Why, has that venue even been in consideration since the bill was pulled out from some D.C. desk drawer?
The whole ‘debate’ revolved upon ONE sentence: the ability to TAX. That’s as far as D.C./courts discussed.
Nothing about ‘taxing FOR’. Nothing else in A1S8 was considered. Nothing re: 4th/5th/9th/10th/13th...
100yrs+ the Socialists promoted, and excelled, as selling conflicts as ‘legal’; the (R) has been *GREAT*...at searching their belly-buttons for lint. Just watch the (R) as it comes to the Vegas shooting. How many more tomes of ‘laws’ will they concede, in clear violation of ‘shall NOT be infringed’?!
Sorry, but you can’t use GOVT to solve GOVT created problems.
There is no surplus of doctors. The AMA and medical schools (and often medical school "feeder" universities) have been restricting supply for at least fifty years (since I was in grad school in the 1970's, and probably since WWII).
From a providers perspective of course they would prefer single payer... the overhead of dealing with all the different payers is a huge cost burden on providers.
You forget that we have crony capitalism here, run by GOPe.
Once you have established both a monopoly and a monopsony, the opportunity for corruption grows enormously. Campaign contributions would escalate in return for favorable treatment of medical costs.
I used to think health care costs had about topped out when it reached 1/6th of GDP, but now it is 1/5th. I don't see why it couldn't be 1/4th of GDP, or more. Of course, housing, transportation, education, food and consumer products industries would have to take even more cuts, but hey, why not?
Once you have 100% control by the federal bureaucracy why would you expect any paperwork relief? What does bureaucracy do; what is the one thing it is actually good at? Why generating more bureaucracy and hiring more bureaucrats. And with the bottomless pit of US healthcare revenues to raid to pay for it, well, baby, you ain't seen nothing yet.
Honestly the Rubicon was crossed when Medicare became law...
80% of what a person spends on health care in their lifetime is spent during the last 2 years of life on average... meaning the overwhelming amount of money spent on healthcare by far is spent by medicare....
Medicare and the government DOMINATE everything in the industry, if they change their regs, reimbursement or requirements, all others follow suit or get left behind.
My GP is from Canada. He once had a chance to attend a conference with the Minister of Health present discussing Canada’s incoming switch to single-payer healthcare. This was obviously decades ago. He got to meet the guy in a bar later during the conference, and he said to the Minister, “You know a lot of this is not going to work.” And he reports that the Minister responded that they knew it wouldn’t work, but they were going to do it anyway.
My doc decided right then that he had to get the hell out of Canada, because of the coming system.
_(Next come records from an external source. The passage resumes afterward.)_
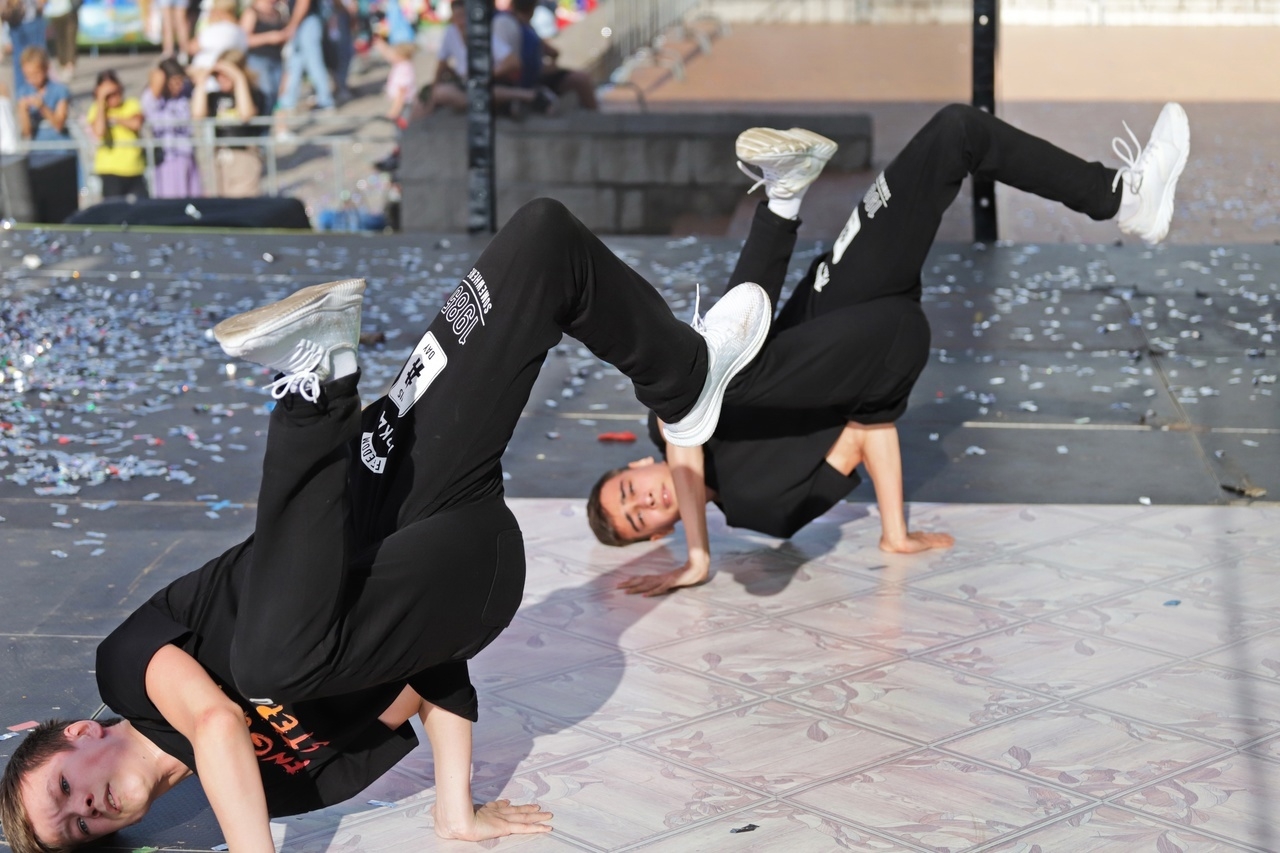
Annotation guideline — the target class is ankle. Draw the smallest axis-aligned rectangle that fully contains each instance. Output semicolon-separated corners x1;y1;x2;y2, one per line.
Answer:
329;350;360;379
1116;178;1142;222
769;193;804;219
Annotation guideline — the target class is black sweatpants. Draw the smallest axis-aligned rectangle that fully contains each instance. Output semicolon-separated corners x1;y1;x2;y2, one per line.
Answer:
724;104;1120;423
232;199;707;701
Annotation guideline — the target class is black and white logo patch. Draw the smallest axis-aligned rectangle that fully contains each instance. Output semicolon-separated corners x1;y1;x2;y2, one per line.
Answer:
360;412;396;474
387;332;449;418
440;266;493;346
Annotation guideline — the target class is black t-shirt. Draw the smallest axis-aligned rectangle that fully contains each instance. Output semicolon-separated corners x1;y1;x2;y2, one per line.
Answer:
649;406;861;538
97;537;417;817
206;86;270;137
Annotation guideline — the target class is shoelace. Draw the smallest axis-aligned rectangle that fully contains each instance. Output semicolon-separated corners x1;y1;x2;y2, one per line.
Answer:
268;339;325;402
737;160;778;195
268;370;320;402
1111;122;1146;192
689;289;711;334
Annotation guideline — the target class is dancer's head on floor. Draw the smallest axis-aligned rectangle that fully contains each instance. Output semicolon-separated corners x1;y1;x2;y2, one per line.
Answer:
0;719;156;853
586;456;680;546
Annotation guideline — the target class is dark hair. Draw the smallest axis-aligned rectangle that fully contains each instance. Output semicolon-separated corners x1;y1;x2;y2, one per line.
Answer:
156;56;187;81
0;712;120;853
586;467;635;548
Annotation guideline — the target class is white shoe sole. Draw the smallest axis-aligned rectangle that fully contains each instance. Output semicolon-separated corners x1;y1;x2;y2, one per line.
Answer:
733;127;808;164
1142;104;1192;243
214;278;365;357
663;282;773;447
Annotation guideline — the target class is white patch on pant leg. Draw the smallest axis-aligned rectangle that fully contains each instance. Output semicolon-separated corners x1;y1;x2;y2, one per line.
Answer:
813;261;831;293
829;205;863;263
387;332;449;418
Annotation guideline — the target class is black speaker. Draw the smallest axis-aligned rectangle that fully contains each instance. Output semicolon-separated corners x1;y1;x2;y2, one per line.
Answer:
67;196;311;231
0;154;36;222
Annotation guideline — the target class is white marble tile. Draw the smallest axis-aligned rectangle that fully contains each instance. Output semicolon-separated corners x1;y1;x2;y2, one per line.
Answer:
988;806;1243;853
491;747;764;850
924;622;1172;698
498;654;760;738
285;498;1280;853
645;620;893;693
1047;589;1280;657
787;751;1089;850
1080;662;1280;747
634;701;916;794
782;584;1021;654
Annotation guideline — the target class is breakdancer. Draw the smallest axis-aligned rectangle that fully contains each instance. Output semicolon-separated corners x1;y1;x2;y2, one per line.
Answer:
0;200;771;853
588;104;1190;596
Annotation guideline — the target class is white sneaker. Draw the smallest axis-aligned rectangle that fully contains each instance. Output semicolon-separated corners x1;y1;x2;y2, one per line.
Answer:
735;127;837;199
1111;104;1192;243
663;282;772;447
214;278;365;402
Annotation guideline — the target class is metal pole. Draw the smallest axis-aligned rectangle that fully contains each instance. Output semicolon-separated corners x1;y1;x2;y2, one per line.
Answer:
466;0;498;234
973;0;1000;243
He said that out of amazing fortune, he happened to get a call very soon out of the blue with a job opportunity in Houston, TX, where he’s been ever since. He was the youngest chief-of-staff ever at his hospital in Canada, and he had to take the lowest position possible when he came to U.S., but he was willing to take his family and do that to get the hell away from the oncoming Canadian system.
I don’t disagree with you one bit.
I am saying that the current Rube Goldberg system for physicians to get paid by insurance companies is so burdensome, time consuming, expensive and corrupt (bills DELIBERATELY not paid to force you to keep resubmitting) that I can see how one could become desperate for the alternative.